Ce rôle d’animation et cette tâche d’animateur, que l’on a heureusement développés dans nos communautés, ces dernières années, me semble capital. Il serait dangereux et stérilisant d’élaborer des structures où un tel rôle personnel serait supprimé, et où tout le leadership serait remis à des organismes ou à des commissions… La vie religieuse est charismatique, et les commissions, pour nécessaires qu’elles soient, ne sont jamais ni charismatiques, ni prophétiques.

Il y a donc une tâche énorme déjà entreprise, et qui doit être continuée, dans le domaine du renouveau communautaire. Pour cela, il faut être ouvert au partage et au don de soi exigé pour toute vie de communauté qui veut être plus que bon compagnonnage.

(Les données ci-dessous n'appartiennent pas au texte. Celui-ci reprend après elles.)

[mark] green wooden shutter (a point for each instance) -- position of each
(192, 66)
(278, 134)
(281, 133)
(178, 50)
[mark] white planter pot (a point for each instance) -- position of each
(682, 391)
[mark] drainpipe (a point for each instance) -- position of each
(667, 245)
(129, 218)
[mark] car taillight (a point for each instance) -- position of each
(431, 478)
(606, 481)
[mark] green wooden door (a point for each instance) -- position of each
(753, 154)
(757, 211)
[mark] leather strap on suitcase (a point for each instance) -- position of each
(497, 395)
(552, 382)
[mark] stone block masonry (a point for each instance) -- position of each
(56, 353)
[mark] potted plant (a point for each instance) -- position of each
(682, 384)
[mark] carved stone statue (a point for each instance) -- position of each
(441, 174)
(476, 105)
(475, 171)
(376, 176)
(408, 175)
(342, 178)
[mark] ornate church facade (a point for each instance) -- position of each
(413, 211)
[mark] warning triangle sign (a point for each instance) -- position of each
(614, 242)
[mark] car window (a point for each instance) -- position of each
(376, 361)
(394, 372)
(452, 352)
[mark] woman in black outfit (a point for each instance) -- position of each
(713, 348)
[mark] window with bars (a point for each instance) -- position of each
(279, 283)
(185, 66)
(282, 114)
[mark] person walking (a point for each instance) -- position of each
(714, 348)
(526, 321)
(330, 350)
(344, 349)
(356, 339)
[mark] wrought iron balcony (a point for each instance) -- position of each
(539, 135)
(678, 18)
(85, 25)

Et justement, les nouveaux modes d’implantation des religieux dans la pastorale amènent nécessairement à rechercher de nouvelles formes d’appartenance. Autrefois, former une communauté c’était simplement vivre ensemble. Aujourd’hui, on se rend compte que, pour être une communauté digne de ce nom, il ne suffit pas de cohabiter, mais  qu’il faut partager à un niveau profond. Par ailleurs on se rend compte en même temps que des personnes peuvent former une authentique communauté sans cohabiter  et sans se rencontrer très souvent. Il faut et il suffit qu’il y ait une forme ou sous une autre, une prise en charge mutuelle. Bon nombre de religieux vivent isolés de leur communauté, par suite de leurs conditions de travail. Sont-ils pour autant moins de la communauté ? Pas nécessairement, il faut développer un sens de l’appartenance assez fort pour que l’on se sente vraiment de la communauté, même si l’on ne peut rencontrer ses frères aussi souvent qu’on le désirerait. Pour cela, il doit évidement exister entre les membres d’une communauté des liens d’amitié assez vrais et assez forte pour ne pas être affectés par la séparation.

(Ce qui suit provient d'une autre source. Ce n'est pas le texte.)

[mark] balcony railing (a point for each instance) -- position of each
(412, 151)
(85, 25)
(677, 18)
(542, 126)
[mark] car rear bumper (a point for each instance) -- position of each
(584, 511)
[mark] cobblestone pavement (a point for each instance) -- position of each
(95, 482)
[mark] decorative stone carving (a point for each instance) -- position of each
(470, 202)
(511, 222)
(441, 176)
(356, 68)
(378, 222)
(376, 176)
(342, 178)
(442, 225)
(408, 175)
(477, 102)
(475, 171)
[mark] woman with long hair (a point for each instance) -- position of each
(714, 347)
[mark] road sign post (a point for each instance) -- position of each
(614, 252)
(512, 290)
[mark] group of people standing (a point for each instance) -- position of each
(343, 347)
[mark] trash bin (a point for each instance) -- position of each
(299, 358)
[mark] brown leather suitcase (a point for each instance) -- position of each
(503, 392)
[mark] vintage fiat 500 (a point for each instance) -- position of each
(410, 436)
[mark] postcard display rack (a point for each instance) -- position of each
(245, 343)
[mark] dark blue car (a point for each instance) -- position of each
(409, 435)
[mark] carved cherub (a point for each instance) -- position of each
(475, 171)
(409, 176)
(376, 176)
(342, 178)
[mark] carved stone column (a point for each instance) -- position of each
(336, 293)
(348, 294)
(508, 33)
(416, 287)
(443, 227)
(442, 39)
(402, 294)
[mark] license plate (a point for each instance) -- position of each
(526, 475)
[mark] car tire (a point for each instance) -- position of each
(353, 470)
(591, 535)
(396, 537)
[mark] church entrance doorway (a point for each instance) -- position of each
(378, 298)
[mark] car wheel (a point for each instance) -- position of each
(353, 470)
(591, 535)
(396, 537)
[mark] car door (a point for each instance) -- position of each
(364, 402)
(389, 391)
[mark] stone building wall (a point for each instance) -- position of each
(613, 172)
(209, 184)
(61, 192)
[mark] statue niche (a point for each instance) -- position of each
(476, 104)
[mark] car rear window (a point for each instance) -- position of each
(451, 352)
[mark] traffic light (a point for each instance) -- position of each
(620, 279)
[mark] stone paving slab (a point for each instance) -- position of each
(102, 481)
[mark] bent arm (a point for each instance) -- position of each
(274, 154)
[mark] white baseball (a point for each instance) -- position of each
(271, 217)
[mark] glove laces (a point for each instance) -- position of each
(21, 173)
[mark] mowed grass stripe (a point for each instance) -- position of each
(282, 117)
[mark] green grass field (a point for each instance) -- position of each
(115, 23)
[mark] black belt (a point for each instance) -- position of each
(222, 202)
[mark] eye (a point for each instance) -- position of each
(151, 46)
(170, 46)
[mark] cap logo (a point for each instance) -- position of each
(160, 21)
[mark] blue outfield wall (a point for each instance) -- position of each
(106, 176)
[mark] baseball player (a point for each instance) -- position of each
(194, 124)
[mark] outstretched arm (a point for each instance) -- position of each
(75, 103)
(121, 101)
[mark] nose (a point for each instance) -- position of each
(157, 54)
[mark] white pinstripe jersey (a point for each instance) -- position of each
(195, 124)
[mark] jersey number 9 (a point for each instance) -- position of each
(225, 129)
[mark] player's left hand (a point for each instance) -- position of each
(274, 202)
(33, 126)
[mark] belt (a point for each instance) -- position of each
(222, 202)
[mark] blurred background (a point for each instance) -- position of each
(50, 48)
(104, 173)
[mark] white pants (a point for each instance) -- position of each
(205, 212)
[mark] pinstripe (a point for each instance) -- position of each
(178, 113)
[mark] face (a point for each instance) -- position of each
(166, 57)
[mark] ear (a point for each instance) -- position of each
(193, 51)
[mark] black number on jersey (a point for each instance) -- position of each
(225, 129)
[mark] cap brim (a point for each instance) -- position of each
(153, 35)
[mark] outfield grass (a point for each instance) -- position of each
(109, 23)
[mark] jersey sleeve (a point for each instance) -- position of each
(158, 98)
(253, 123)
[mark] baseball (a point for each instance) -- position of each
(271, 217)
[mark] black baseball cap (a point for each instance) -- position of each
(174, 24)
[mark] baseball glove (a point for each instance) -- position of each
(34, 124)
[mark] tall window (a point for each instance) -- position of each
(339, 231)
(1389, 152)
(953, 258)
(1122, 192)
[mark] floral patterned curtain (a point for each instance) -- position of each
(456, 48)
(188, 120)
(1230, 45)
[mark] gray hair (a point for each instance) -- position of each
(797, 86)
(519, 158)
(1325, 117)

Un phénomène parallèle, qui est caractéristique de notre époque, est celui de l’appartenance simultanée à diverses communautés. Il s’agit d’un phénomène très sain en lui-même. Supposez que je sois un religieux d’une communauté qui n’a pas de maison dans le diocèse. Je puis demeurer profondément uni à ma communauté tout en enseignant la catéchèse dans tel CEGEP, par exemple. Au CEGEP, je pourrai former avec les autres professeurs de catéchèse une communauté de travail. A la paroisse où je loge et où je fais du ministère, je pourrai former un autre type de communauté de vie avec les prêtres séculiers qui s’y trouvent. Par-dessus tout cela, je participe aux activités de zone et aux activités diocésaines et je dois me sentir réellement de l’Eglise diocésaine. Dans chacune de ces communautés auxquelles j’appartiens, j’ai quelque chose à donner et à recevoir. Toutes ces appartenances peuvent être aussi vraies l’une que l’autre. Il me semble que je dois arriver à une synthèse vitale qui me permette d’appartenir totalement à chacune de ces communautés sans avoir l’impression de me dérober aux autres.

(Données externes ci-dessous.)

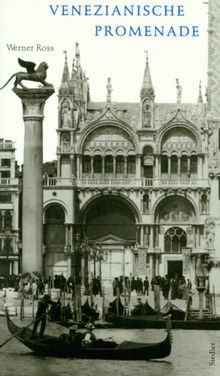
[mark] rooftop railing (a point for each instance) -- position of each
(125, 182)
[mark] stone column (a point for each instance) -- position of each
(33, 101)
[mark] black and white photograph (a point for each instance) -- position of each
(109, 187)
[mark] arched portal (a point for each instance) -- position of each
(110, 215)
(174, 240)
(175, 209)
(54, 240)
(110, 224)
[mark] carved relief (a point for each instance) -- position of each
(146, 113)
(66, 117)
(210, 233)
(109, 138)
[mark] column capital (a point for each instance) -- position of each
(33, 101)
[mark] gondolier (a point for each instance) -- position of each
(41, 315)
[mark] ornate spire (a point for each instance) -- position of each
(109, 90)
(200, 99)
(179, 90)
(147, 87)
(66, 76)
(77, 55)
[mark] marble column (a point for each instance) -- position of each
(33, 101)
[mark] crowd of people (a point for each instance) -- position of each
(175, 288)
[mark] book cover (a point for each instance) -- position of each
(120, 171)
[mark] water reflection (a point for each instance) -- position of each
(190, 355)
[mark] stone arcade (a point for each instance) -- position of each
(138, 181)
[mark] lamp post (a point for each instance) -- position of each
(200, 286)
(7, 248)
(19, 248)
(77, 277)
(85, 252)
(96, 254)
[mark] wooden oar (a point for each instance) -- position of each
(20, 330)
(14, 335)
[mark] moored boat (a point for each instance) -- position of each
(100, 349)
(155, 320)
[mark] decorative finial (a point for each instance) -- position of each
(200, 99)
(146, 52)
(179, 91)
(77, 54)
(109, 90)
(65, 53)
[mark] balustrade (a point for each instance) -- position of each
(125, 182)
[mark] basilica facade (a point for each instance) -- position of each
(137, 191)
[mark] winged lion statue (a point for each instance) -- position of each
(32, 74)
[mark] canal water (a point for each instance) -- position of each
(193, 353)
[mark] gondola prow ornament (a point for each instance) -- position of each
(32, 74)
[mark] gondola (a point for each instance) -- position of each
(158, 322)
(155, 320)
(127, 350)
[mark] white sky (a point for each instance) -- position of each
(30, 22)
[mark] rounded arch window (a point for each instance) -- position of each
(174, 240)
(8, 219)
(146, 203)
(86, 164)
(120, 164)
(204, 203)
(97, 164)
(54, 228)
(148, 149)
(109, 164)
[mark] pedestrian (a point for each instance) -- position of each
(89, 337)
(41, 315)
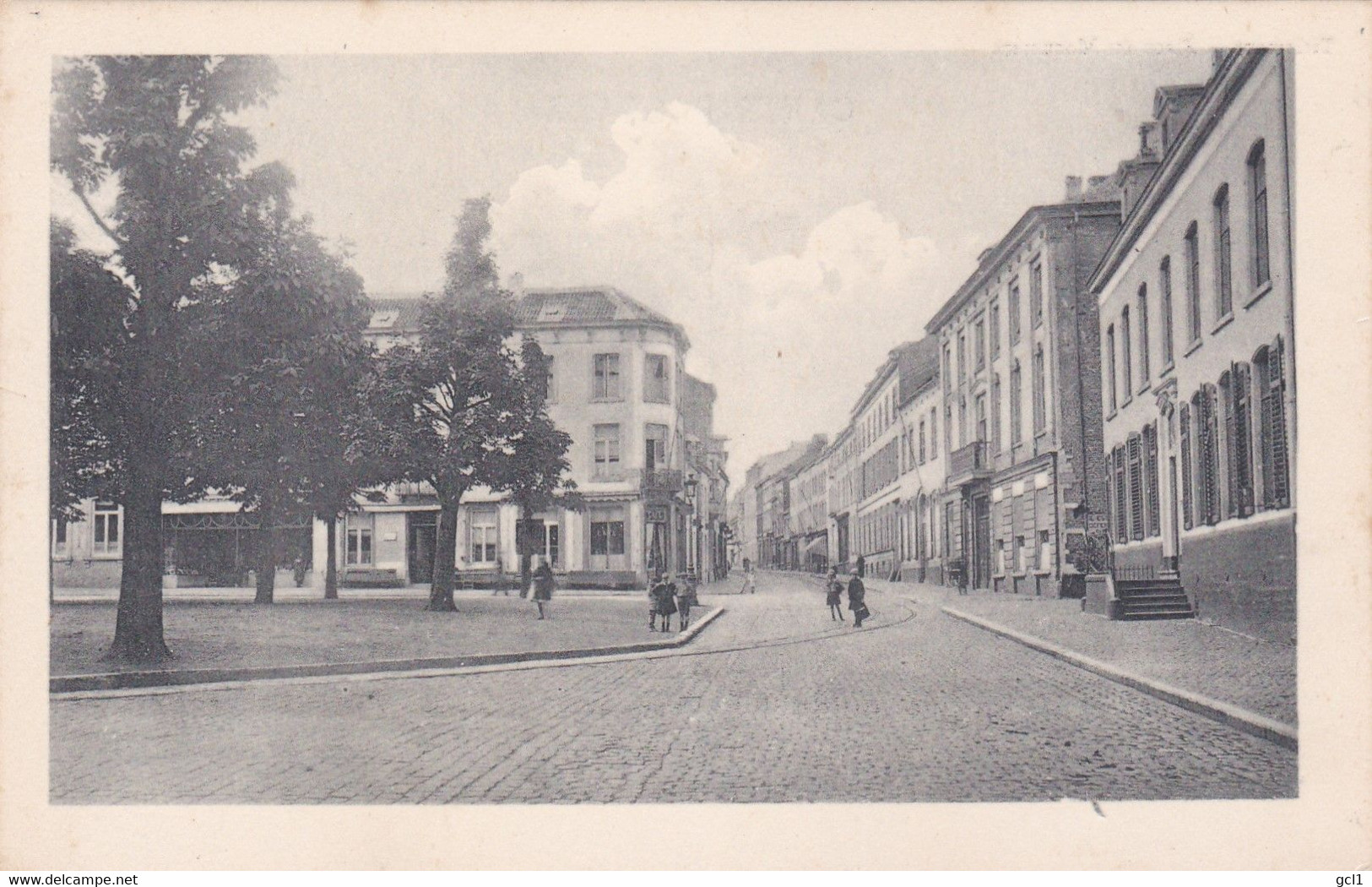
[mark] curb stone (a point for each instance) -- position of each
(180, 677)
(1239, 718)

Et cela doit nous rappeler que nous  sommes d’Eglise et que nous devons aussi développer nos relations intercommunautaires. Je crois qu’il s’est fait un travail énorme en ce sens depuis plusieurs années. Il y a moins de cloisonnement qu’autrefois. J’ai cependant l’impression que les religieux-prêtres ont tendance à s’isoler des frères et des sœurs, et peut-être à les sous-estimer un peu. Personnellement, je souhaiterais que l’Office des Religieux, dans le diocèse, ne regroupe pas simplement des frères et des sœurs, mais regroupe tous les religieux, qu’ils soient prêtres ou non, hommes ou femmes.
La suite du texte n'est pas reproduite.